To educate is to change.
Instruction and learning are about change.
Educational measurement is defined by variance. Literally. The fundamental concepts in the field are expressed in terms of variance. One of the first techniques that we learn as eager young graduate students is analysis of variance. Without variance, our lives as psychometricians, much like the concept of reliability, would be undefined.
Yet despite everything else in our field being based on change, virtually everything we do in assessment rests on an assumption of invariance. The development of tests, the creation of scales, and the interpretation of test results are all dependent upon the concept of item invariance.
It’s just one of the many contradictions, logical inconsistencies, and discontinuities in our field.
Now, I know what you are thinking. “That’s not fair. Score variance and item invariance are not contradictory or mutually exclusive. You’re just playing with words to make a point.” Truthfully, I have no idea what you’re thinking. And duh, this is a blog, of course, I am playing with words, but there is a point.
All I Need Is One Fixed Point
A fixed point can come in handy. Doc Edgerton used the Boston Harbor tunnels as a fixed point when he was developing sonar. The Apollo 13 astronauts used the sun as a fixed point when they had to make a critical course correction without a computer. (In the movie, Ron Howard changed it from the sun to the earth for dramatic effect, but we all know that the earth, like an item parameter, is not a fixed point, but I am getting ahead of myself.)
In educational measurement, we have no harbor tunnels and no sun. We develop tests to measure constructs that are latent. Students’ true scores on those tests (or latent constructs) cannot not be observed. (Pun intended.) We yearn for a fixed, or invariant, point of our own.
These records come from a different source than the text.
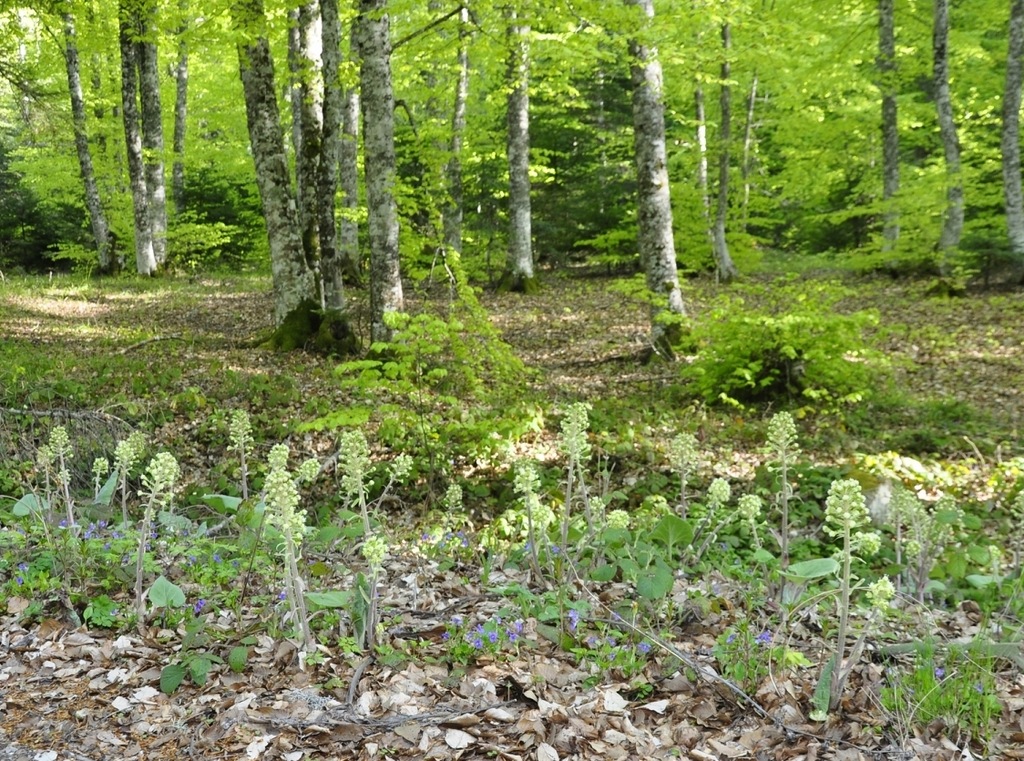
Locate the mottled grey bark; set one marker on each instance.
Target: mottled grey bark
(303, 54)
(890, 127)
(1011, 132)
(97, 217)
(453, 213)
(519, 263)
(293, 283)
(752, 99)
(952, 222)
(657, 250)
(153, 135)
(378, 128)
(331, 265)
(145, 261)
(348, 178)
(700, 113)
(724, 267)
(180, 113)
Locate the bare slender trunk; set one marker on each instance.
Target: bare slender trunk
(519, 264)
(952, 223)
(348, 178)
(378, 125)
(726, 270)
(752, 99)
(145, 261)
(153, 137)
(890, 127)
(97, 218)
(656, 243)
(293, 282)
(453, 211)
(180, 113)
(1011, 132)
(304, 57)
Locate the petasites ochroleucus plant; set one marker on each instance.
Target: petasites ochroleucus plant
(783, 450)
(127, 453)
(281, 494)
(846, 514)
(158, 485)
(683, 458)
(240, 433)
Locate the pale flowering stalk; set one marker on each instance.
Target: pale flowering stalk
(846, 511)
(782, 442)
(240, 433)
(159, 481)
(683, 459)
(577, 449)
(60, 447)
(282, 498)
(126, 454)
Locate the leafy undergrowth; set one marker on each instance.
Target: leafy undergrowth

There is, of course, a real need for measurement invariance; that is, to be able to conclude that a construct is being measured in the same way and equally well across different tests or test forms. Put another way, we need to be assured that different test forms are measuring the same construct and support consistent inferences about student ability, achievement, etc. (We are also concerned about measurement invariance across groups, but let’s hold off on that for just a bit.)
For a time, we were able to use the state mean as a proxy for a fixed point (like Ron Howard used the earth). Nobody expected the state mean in content areas such as English language arts, mathematics, science, or social studies to really change from one year to the next. There might be some variation year-to-year within schools or between districts due to a new instructional program or some external factors, but certainly not enough to change the state mean.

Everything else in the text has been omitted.